Speaker: Amit Sahai
Affiliation: MIT
Date: 3/30/00
Time & Location: 4:15 PM, B17 Upson Hall
Host: Jon Kleinberg
Title: Statistical Zero Knowledge
Zero-knowledge proofs, introduced by Goldwasser, Micali, and Rackoff, are fascinating constructs which enable one party (the "prover") to convince another party (the "verifier") that some assertion is true, without revealing anything else to the verifier. In addition to being powerful tools for constructing secure cryptographic protocols, zero-knowledge proofs yield rich classes of computational problems that are of complexity-theoretic interest as well.
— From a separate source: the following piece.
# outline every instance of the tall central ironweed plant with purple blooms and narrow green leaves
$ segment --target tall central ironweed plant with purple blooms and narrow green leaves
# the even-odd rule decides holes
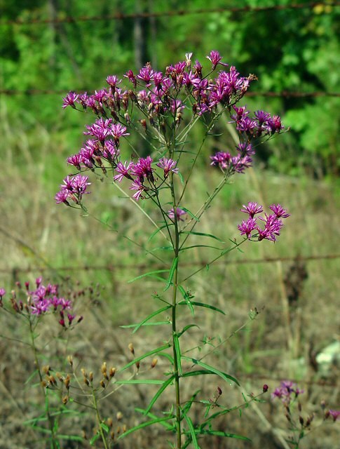
[[[84,135],[88,136],[88,140],[81,150],[67,159],[80,173],[67,176],[55,195],[57,203],[88,213],[84,199],[90,182],[88,175],[83,173],[97,173],[99,170],[102,175],[111,177],[119,192],[124,193],[126,189],[131,191],[130,196],[137,208],[147,215],[155,228],[149,236],[149,242],[157,234],[161,234],[163,238],[161,246],[156,246],[147,253],[157,257],[164,268],[139,276],[150,276],[163,283],[162,293],[154,295],[161,307],[136,325],[134,332],[155,317],[169,314],[169,337],[161,347],[135,358],[132,363],[140,363],[147,356],[157,355],[166,358],[170,369],[161,382],[140,380],[141,383],[154,382],[161,386],[151,398],[149,406],[142,410],[149,421],[128,429],[124,436],[136,429],[159,423],[175,434],[176,443],[172,445],[177,449],[189,445],[199,448],[200,436],[207,434],[243,438],[212,427],[216,417],[231,411],[219,406],[217,412],[211,413],[211,409],[217,407],[217,400],[222,394],[221,387],[218,387],[214,399],[208,403],[200,401],[207,408],[200,423],[193,422],[191,417],[191,407],[199,401],[198,391],[189,398],[183,397],[182,385],[189,377],[217,375],[223,382],[237,385],[238,380],[205,363],[203,357],[189,356],[188,348],[182,344],[184,335],[196,326],[191,322],[183,327],[178,326],[178,317],[183,307],[188,307],[192,316],[198,307],[224,314],[224,311],[212,304],[194,300],[186,282],[205,267],[182,274],[182,256],[196,248],[211,248],[217,255],[206,265],[208,268],[247,240],[275,242],[283,227],[283,220],[289,216],[280,204],[269,206],[271,213],[267,214],[264,213],[263,206],[250,201],[240,209],[247,215],[247,219],[238,226],[240,236],[243,236],[240,241],[235,239],[226,242],[224,236],[221,238],[198,230],[203,214],[212,206],[217,194],[230,178],[245,173],[252,165],[252,156],[258,143],[280,134],[284,127],[279,116],[271,116],[262,110],[251,113],[245,106],[238,107],[238,102],[247,93],[256,76],[241,76],[235,67],[227,68],[228,65],[222,62],[217,51],[211,51],[208,55],[210,67],[205,74],[200,62],[193,62],[191,58],[192,53],[186,53],[185,60],[166,67],[165,72],[154,70],[149,63],[137,74],[129,70],[124,76],[128,87],[123,87],[123,79],[110,75],[106,80],[107,88],[96,91],[93,95],[70,92],[63,99],[64,108],[90,111],[97,118],[93,124],[86,126]],[[213,192],[201,204],[198,203],[196,210],[189,210],[185,198],[186,191],[191,188],[193,171],[215,124],[219,120],[226,120],[226,115],[236,127],[238,145],[234,152],[217,152],[210,156],[210,165],[219,168],[221,180]],[[191,131],[198,121],[203,123],[205,133],[200,144],[193,145],[190,141]],[[142,157],[132,143],[132,156],[128,157],[121,151],[121,140],[128,140],[132,133],[139,133],[149,146],[147,156]],[[156,208],[156,220],[154,214],[151,216],[143,207],[145,201],[151,202]],[[200,243],[197,243],[197,237],[200,238]],[[166,253],[170,257],[166,257]],[[155,415],[153,408],[156,401],[171,387],[173,404],[161,415]],[[105,441],[103,429],[100,429],[100,436]],[[105,447],[108,447],[107,444],[104,443]]]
In this talk, we investigate *statistical* zero-knowledge proofs, which are zero-knowledge proofs where the condition that nothing is revealed to the verifier is interpreted in a strong information-theoretic sense.
We establish two main results about statistical zero-knowledge proofs:
- We show that the class of all problems possessing statistical zero-knowledge
proofs has a natural complete problem. This problem provides a new and simple
characterization of statistical zero knowledge -- one which makes no reference
to interaction or zero knowledge.
- We show how to transform any interactive proof that is statistical zero
knowledge only for an honest verifier (i.e., a verifier that follows the
specified protocol) into one which is also zero knowledge against dishonest
verifiers -- ones that may deviate arbitrarily from the specified protocol.
Using these results, we are able to unify and simplify nearly all previously known results about statistical zero knowledge, and prove several results answering many fundamental questions in this area.
An important feature of all our results is that, unlike many results in cryptography, we require no unproven assumptions.